After all the talk of chili last week, the dish was in my dreams over the long weekend. It's no surprise that this all-American concoction is a White House favorite, so I went in search of other presidential interpretations. The Lyndon Baines Johnson Library and Museum boasts a plethora of Lady Bird's recipes, and among them one for her Pedernales River Chili. Named for the former first couple's Texas Hill Country ranch, the recipe was apparently so popular that Mrs. Johnson had it printed and mailed to satisfy the thousands of requests fielded from around the country.
While chili is terrific on cold Winter nights or at crisp Fall tailgates, I find it's also right at home at Summer barbecues and backyard parties. It's a great accompaniment to dogs and patties, but if you're having trouble balancing all those dishes, you can invert that bowl right on top of your bunned delight.
I trust that the former first lady's brew was delicious in its own right, but I found myself making a few modifications, namely reducing the recipe to a more manageable household size but maintaining the original spice measurements to boost the heat and flavor. This chili packs a punch, much like my California-bred self believes that Texas chili should. For the recipe, just keep reading.
1 tablespoon olive oil
1 onion, chopped
5 small garlic cloves, minced
1 pound ground beef
1 teaspoon dried Mexican oregano
1 teaspoon ground cumin
2 tablespoons Mexican chili powder
1 1/2 cups canned tomatoes
2-6 dashes hot sauce or to taste
Salt, to taste
Serve this chili with your choice of accoutrements. I like pouring it over long-grain rice and topping it with cheese, sour cream, Fritos, and cilantro.

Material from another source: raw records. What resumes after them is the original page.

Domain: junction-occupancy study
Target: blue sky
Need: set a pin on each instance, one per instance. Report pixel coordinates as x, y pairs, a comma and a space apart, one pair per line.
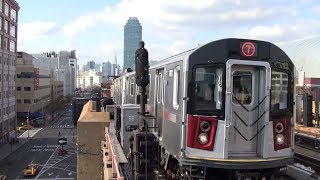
95, 30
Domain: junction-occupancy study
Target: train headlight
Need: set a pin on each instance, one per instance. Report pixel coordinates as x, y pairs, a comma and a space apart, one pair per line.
205, 126
203, 138
279, 139
279, 127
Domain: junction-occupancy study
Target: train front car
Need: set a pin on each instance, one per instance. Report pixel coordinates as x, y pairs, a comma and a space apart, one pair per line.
239, 109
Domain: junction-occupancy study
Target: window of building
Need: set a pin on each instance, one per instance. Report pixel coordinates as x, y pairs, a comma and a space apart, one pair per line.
13, 15
13, 30
6, 26
12, 46
27, 101
5, 43
131, 86
176, 87
6, 9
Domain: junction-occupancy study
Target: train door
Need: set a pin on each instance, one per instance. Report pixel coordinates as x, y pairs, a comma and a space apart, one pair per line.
158, 96
247, 108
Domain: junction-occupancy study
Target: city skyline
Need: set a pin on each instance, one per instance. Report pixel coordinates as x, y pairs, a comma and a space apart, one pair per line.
132, 36
95, 30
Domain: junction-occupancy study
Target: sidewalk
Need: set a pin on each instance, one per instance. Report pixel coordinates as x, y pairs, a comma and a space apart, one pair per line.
5, 149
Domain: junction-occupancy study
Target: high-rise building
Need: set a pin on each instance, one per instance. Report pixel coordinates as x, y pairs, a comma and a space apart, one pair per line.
8, 57
67, 72
106, 69
132, 37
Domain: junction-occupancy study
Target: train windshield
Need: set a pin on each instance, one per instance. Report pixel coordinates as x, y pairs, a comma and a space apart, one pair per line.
208, 88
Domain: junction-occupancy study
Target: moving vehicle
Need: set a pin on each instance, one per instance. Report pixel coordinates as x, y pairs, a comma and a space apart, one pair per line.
223, 107
30, 170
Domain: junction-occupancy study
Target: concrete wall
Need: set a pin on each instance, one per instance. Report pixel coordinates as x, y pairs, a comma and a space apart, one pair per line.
91, 126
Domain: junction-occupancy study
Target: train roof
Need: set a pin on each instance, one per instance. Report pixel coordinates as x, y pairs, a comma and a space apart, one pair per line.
225, 49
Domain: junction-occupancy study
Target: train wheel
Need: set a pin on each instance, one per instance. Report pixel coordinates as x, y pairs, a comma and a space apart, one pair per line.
182, 174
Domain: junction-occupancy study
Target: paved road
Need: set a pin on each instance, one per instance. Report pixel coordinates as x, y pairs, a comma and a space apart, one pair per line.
41, 149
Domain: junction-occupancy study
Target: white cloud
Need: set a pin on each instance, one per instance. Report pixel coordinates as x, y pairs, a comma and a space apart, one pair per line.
301, 28
79, 25
170, 27
35, 30
316, 10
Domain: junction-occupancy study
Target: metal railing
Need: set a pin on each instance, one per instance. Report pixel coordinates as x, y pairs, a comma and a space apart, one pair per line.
112, 157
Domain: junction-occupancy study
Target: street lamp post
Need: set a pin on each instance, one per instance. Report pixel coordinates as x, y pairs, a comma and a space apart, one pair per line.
28, 119
42, 108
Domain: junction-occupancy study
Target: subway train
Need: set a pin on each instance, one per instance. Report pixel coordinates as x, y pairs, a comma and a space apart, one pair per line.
224, 108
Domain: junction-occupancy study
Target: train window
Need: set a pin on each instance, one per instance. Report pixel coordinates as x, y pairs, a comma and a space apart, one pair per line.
279, 90
160, 88
207, 89
147, 89
176, 87
242, 87
131, 86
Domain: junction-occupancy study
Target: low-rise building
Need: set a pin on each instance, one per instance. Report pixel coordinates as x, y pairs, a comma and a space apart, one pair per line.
33, 88
89, 78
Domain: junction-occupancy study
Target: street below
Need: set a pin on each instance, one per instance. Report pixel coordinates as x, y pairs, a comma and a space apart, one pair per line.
41, 148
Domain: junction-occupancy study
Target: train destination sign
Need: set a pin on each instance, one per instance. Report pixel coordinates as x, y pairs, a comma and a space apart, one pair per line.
248, 49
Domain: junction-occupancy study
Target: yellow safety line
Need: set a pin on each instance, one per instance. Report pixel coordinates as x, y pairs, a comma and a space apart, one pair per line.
238, 160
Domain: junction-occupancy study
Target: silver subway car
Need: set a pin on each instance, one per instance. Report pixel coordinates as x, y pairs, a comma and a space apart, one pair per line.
224, 107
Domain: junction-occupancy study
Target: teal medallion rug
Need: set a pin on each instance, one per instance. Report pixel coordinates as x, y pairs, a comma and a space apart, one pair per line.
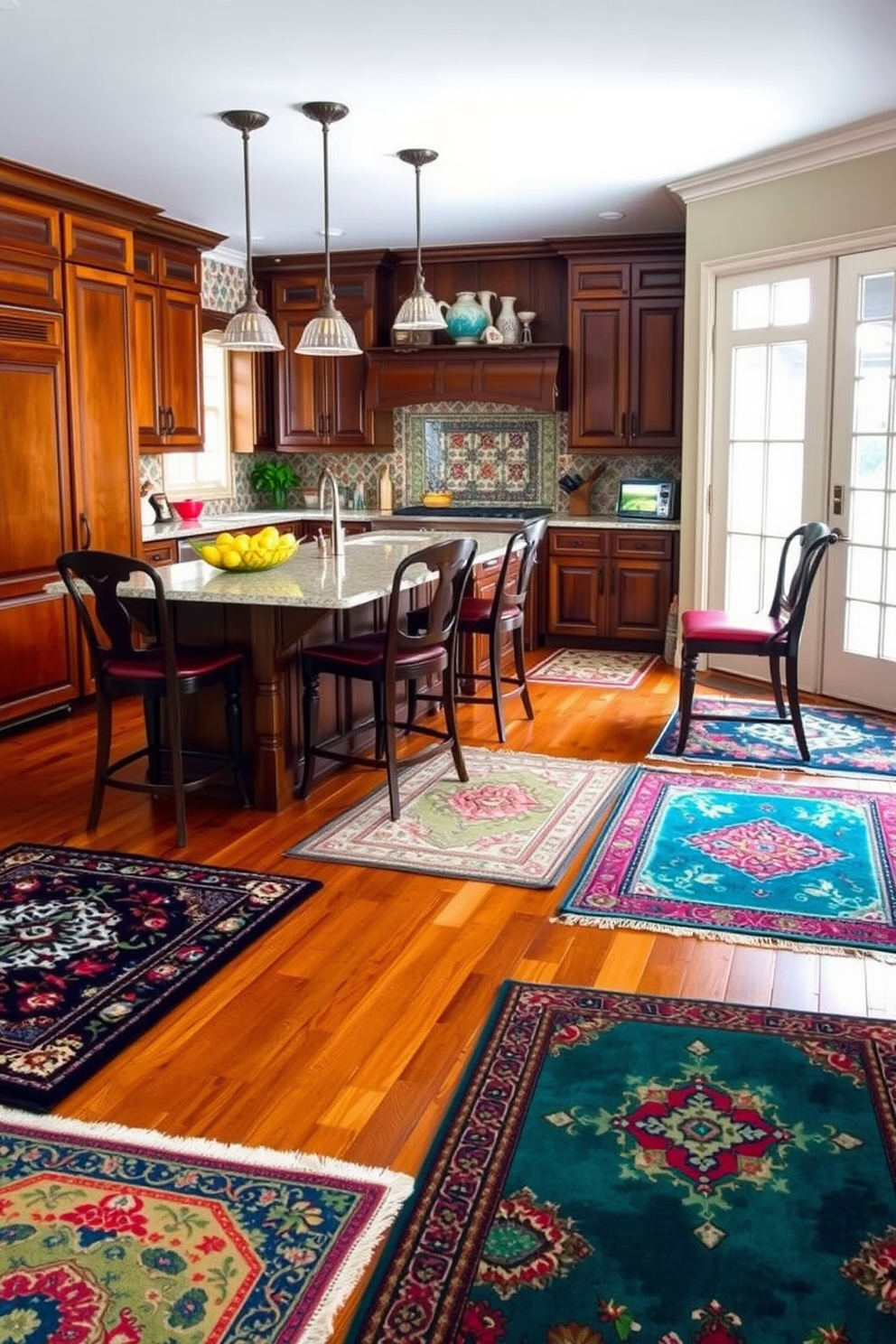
113, 1236
667, 1171
518, 818
744, 859
840, 741
94, 947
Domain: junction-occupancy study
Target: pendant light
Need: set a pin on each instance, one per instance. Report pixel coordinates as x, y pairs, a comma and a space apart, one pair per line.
419, 312
328, 332
250, 327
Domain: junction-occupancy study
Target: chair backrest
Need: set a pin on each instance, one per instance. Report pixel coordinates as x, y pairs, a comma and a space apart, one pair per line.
791, 597
107, 625
513, 583
450, 564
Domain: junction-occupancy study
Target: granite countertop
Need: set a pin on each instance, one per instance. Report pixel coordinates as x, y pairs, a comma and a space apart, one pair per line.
210, 526
308, 580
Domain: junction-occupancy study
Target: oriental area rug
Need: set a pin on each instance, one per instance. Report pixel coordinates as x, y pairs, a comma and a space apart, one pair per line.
518, 818
594, 667
97, 945
838, 741
117, 1236
667, 1171
746, 861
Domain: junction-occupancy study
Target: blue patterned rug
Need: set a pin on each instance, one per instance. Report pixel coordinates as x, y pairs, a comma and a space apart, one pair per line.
840, 741
747, 861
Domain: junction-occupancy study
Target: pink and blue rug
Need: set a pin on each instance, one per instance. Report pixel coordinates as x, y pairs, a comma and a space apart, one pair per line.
840, 741
746, 861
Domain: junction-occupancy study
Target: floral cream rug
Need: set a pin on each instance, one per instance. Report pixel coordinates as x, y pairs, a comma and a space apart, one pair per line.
518, 818
118, 1236
621, 671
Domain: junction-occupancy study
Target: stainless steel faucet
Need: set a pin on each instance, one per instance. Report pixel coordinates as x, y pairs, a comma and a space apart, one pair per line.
338, 514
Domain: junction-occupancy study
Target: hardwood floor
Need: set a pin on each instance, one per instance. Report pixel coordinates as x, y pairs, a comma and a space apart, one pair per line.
345, 1027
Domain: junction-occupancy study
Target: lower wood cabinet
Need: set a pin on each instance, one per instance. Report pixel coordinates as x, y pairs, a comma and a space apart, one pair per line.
610, 585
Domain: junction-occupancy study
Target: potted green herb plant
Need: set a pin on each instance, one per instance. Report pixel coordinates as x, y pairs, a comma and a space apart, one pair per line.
275, 479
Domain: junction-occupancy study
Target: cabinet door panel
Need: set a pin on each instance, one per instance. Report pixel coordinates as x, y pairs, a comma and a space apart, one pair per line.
183, 374
575, 597
656, 374
601, 360
146, 367
98, 308
639, 595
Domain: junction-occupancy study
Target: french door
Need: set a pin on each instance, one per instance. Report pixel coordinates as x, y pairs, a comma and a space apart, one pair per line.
860, 627
805, 427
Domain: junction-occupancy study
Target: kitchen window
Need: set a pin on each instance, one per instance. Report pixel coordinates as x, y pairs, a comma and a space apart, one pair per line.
206, 475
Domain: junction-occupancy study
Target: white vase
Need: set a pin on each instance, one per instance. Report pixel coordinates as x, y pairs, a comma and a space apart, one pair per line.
507, 320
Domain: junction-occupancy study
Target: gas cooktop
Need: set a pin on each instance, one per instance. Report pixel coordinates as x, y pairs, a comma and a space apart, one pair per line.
521, 511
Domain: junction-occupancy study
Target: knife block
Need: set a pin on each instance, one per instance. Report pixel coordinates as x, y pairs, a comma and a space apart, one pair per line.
581, 498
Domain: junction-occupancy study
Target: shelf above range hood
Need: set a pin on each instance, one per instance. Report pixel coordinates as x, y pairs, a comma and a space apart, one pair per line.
518, 375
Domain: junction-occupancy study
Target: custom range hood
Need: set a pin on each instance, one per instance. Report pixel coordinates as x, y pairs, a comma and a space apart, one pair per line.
518, 375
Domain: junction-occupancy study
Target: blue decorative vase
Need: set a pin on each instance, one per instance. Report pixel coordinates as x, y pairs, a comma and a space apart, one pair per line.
465, 319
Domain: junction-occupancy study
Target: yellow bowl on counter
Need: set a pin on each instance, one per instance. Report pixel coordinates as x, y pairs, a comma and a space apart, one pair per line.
245, 554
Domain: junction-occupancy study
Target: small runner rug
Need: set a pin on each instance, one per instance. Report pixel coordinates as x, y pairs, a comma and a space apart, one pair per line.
518, 818
650, 1170
594, 667
840, 741
96, 945
747, 861
123, 1236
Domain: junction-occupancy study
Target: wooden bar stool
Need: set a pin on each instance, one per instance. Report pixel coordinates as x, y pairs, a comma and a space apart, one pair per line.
387, 658
162, 674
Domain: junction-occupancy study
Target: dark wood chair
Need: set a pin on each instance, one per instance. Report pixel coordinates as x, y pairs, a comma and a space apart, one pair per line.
128, 663
495, 619
774, 636
393, 656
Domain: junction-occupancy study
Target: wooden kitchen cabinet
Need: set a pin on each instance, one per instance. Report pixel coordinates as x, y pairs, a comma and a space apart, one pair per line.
610, 585
168, 347
626, 351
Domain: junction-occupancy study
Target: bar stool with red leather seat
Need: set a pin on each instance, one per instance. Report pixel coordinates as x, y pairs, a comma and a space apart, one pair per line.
388, 658
126, 664
774, 635
496, 617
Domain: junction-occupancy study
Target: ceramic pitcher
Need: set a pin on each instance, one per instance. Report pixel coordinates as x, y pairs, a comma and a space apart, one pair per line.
465, 317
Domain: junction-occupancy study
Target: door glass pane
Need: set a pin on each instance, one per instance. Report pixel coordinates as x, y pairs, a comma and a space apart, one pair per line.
788, 393
790, 303
751, 307
749, 379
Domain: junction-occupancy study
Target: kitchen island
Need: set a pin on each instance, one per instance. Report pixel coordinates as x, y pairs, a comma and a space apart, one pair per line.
270, 614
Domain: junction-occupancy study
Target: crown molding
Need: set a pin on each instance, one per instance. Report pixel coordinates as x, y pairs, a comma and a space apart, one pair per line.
872, 136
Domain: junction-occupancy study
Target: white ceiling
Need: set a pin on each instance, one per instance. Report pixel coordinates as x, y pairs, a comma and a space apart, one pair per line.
543, 113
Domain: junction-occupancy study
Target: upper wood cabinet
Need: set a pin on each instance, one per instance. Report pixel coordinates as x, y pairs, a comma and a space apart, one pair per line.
626, 351
168, 347
30, 254
322, 401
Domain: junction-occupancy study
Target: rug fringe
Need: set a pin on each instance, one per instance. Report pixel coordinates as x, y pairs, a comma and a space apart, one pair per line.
725, 936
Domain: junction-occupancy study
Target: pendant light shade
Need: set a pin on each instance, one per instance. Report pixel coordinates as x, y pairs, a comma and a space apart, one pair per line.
328, 332
419, 312
250, 328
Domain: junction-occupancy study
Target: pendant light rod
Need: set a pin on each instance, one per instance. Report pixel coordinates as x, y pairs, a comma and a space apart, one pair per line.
419, 311
328, 332
250, 328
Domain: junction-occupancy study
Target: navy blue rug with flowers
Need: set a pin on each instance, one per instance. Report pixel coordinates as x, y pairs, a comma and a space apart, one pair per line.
626, 1167
96, 945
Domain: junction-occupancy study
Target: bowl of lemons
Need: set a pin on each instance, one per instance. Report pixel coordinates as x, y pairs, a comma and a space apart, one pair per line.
245, 553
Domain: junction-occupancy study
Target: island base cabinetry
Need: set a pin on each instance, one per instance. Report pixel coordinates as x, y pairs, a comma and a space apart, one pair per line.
610, 586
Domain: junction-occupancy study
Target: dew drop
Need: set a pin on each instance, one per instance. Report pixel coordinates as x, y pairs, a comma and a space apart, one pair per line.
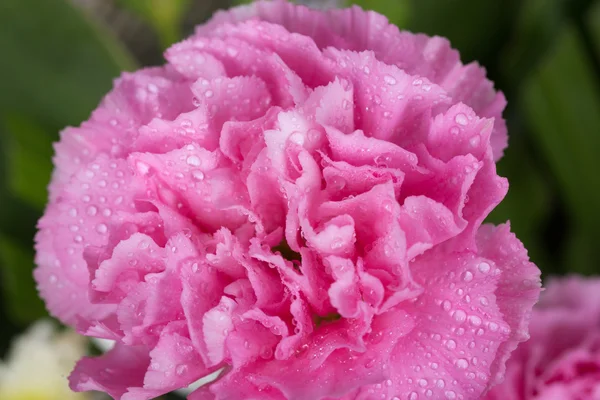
142, 167
460, 315
450, 394
198, 175
446, 305
483, 267
193, 160
101, 228
468, 276
461, 119
390, 80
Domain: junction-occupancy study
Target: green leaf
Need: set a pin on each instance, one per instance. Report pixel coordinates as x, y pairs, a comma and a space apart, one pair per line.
56, 63
22, 301
538, 24
593, 23
397, 11
165, 16
28, 158
561, 101
476, 28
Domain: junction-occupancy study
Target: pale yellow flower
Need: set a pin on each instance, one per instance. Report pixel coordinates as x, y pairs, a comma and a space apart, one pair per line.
39, 363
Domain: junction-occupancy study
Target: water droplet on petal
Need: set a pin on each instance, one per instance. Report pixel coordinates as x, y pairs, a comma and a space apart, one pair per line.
193, 160
468, 276
483, 267
450, 394
460, 315
461, 119
198, 175
390, 80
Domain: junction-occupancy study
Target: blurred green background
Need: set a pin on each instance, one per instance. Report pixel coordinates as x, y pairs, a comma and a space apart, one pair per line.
58, 58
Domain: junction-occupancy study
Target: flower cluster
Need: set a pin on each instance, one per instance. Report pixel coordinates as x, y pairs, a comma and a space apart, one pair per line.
296, 198
562, 358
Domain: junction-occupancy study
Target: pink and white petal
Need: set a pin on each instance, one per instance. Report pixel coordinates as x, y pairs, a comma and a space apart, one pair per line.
459, 131
132, 259
358, 30
83, 215
425, 223
299, 52
341, 372
241, 98
458, 329
116, 372
193, 63
217, 323
201, 291
358, 149
174, 364
161, 135
518, 289
241, 59
387, 100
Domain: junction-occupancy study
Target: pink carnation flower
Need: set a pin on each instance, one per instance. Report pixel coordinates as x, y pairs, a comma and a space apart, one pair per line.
296, 198
562, 358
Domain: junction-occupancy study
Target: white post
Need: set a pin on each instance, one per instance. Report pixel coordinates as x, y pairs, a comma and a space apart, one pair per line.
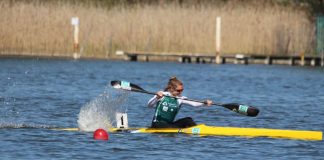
121, 120
218, 39
75, 22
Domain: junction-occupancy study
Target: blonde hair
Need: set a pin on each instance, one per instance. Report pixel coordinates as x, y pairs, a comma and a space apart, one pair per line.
173, 83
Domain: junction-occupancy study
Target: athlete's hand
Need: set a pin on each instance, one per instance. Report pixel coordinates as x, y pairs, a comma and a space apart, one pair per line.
159, 94
208, 102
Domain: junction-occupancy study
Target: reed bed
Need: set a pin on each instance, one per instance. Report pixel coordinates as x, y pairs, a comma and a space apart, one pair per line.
36, 28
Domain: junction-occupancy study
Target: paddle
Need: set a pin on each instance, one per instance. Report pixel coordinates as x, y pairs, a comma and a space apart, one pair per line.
238, 108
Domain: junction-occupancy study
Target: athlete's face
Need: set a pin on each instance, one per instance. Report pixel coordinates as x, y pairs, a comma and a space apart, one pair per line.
177, 91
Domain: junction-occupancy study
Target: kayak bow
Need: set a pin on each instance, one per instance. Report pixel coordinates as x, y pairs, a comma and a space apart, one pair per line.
204, 130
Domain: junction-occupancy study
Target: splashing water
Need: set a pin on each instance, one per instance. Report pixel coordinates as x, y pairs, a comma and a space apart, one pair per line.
100, 112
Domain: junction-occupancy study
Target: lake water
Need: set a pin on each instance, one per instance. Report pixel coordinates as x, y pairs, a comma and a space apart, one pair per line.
37, 95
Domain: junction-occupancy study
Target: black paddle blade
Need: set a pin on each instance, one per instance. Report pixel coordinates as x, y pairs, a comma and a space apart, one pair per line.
126, 86
242, 109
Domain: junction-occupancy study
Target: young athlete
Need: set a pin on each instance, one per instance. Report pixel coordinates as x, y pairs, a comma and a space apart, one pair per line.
168, 107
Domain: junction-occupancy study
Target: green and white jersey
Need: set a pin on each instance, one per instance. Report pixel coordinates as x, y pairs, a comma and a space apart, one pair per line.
168, 107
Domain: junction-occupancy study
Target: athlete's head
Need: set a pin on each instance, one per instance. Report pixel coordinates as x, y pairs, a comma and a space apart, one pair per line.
175, 86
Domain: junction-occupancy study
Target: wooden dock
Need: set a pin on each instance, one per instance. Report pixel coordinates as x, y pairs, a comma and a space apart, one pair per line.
223, 59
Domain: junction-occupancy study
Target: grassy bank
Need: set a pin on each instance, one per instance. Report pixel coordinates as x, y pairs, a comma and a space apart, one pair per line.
45, 28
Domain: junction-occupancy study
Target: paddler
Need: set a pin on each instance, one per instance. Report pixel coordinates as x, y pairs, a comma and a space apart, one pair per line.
168, 107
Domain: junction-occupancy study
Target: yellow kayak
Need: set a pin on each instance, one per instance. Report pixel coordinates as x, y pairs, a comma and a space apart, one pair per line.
204, 130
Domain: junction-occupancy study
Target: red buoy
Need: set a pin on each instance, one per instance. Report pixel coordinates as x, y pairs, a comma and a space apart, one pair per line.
100, 134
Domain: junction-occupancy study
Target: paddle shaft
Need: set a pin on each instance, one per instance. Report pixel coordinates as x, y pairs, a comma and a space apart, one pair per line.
204, 102
238, 108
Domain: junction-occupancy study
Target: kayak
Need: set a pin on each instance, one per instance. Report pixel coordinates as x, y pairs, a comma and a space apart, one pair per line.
204, 130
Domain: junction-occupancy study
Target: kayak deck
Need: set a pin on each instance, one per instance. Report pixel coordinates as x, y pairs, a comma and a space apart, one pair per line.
205, 130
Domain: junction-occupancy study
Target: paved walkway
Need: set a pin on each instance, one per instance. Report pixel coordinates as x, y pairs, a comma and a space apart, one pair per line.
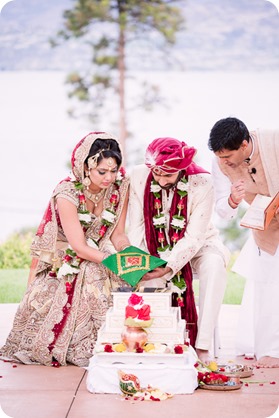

- Heat oil over medium heat in a Dutch oven or pot. Add onion and garlic and cook until soft, about 7 minutes.
- Add ground beef and cook, breaking up with a wooden spoon, until no longer pink, about 5 minutes.
- Add oregano, cumin, chili powder, tomatoes, hot sauce, salt, and 1/2 cup hot water. Bring to a boil, cover, lower heat, and simmer for about 1 hour, skimming off the fat as it cooks.